Authors
Department of Chemistry, College of Education for Pure Sciences, University of Basrah, Basrah, Iraq
Department of Chemistry, College of Education for Pure Sciences, University of Basrah, Basrah, Iraq
Abstract
A thiazolidine-based compound (AS6) was synthesized and structurally confirmed through Fourier-transform infrared spectroscopy (FT-IR) and proton nuclear magnetic resonance (¹H-NMR) techniques. Its potential as a corrosion inhibitor for N80 carbon steel in a 1 M hydrochloric acid environment was systematically investigated. The study involved electrochemical assessments, adsorption modeling, activation energy calculations, and surface characterization using Tafel polarization, Langmuir isotherms, the Arrhenius approach, and scanning electron microscopy (SEM) coupled with energy-dispersive spectroscopy (EDS).

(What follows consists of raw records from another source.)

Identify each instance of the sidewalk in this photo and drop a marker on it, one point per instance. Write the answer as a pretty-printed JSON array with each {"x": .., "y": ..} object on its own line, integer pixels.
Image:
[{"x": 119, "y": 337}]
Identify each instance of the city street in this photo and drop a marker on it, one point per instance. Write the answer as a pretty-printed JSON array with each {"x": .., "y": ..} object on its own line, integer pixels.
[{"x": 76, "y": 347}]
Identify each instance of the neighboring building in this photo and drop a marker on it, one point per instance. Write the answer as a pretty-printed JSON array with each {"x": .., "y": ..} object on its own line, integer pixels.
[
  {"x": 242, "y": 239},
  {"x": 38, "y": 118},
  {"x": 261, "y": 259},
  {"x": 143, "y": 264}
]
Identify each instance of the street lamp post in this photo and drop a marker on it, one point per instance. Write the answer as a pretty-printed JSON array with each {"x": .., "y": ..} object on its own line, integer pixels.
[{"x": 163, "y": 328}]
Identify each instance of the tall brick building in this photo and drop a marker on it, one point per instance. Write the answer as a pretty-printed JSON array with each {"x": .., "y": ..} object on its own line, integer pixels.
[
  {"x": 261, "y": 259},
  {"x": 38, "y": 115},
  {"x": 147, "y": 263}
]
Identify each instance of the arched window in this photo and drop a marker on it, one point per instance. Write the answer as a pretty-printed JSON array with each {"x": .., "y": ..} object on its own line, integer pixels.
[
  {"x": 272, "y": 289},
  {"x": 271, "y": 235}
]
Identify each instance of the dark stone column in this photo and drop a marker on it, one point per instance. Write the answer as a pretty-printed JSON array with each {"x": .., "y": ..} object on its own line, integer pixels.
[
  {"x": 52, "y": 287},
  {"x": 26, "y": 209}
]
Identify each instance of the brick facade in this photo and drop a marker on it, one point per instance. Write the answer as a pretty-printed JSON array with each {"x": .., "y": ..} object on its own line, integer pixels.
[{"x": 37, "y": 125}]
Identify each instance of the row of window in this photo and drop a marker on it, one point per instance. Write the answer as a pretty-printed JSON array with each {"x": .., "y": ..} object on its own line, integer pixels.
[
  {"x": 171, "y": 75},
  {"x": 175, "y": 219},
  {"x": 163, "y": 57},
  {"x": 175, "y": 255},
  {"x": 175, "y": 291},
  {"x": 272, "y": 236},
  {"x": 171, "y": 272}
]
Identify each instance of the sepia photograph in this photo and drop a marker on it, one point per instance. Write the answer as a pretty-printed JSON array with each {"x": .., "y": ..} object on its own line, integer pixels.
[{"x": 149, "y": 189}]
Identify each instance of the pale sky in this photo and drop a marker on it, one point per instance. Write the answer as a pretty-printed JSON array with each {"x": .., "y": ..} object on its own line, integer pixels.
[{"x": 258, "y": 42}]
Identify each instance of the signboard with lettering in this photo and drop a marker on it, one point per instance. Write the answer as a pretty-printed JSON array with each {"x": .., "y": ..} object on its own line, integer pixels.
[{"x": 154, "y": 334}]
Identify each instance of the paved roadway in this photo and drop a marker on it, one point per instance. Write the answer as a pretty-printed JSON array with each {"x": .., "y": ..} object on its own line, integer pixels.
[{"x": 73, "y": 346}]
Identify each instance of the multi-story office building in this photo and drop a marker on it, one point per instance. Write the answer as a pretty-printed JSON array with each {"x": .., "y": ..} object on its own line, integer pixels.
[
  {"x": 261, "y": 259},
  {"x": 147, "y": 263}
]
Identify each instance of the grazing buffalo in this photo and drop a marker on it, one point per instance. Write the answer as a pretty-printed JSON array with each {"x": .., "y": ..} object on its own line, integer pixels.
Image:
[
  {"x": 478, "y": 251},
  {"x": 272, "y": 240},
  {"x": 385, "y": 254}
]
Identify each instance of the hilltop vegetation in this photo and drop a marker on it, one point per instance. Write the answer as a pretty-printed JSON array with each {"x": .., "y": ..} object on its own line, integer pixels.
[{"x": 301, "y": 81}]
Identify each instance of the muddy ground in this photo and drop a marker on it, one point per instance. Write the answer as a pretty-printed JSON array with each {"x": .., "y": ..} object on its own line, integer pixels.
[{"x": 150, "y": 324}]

The results revealed a notable enhancement in inhibition efficiency at elevated inhibitor concentrations, while higher temperatures led to a decline in performance. Tafel polarization data demonstrated a consistent reduction in corrosion rate as the inhibitor concentration increased. Surface analysis confirmed the development of a protective film on the steel substrate, highlighting the practical applicability of AS6 in industrial corrosion mitigation.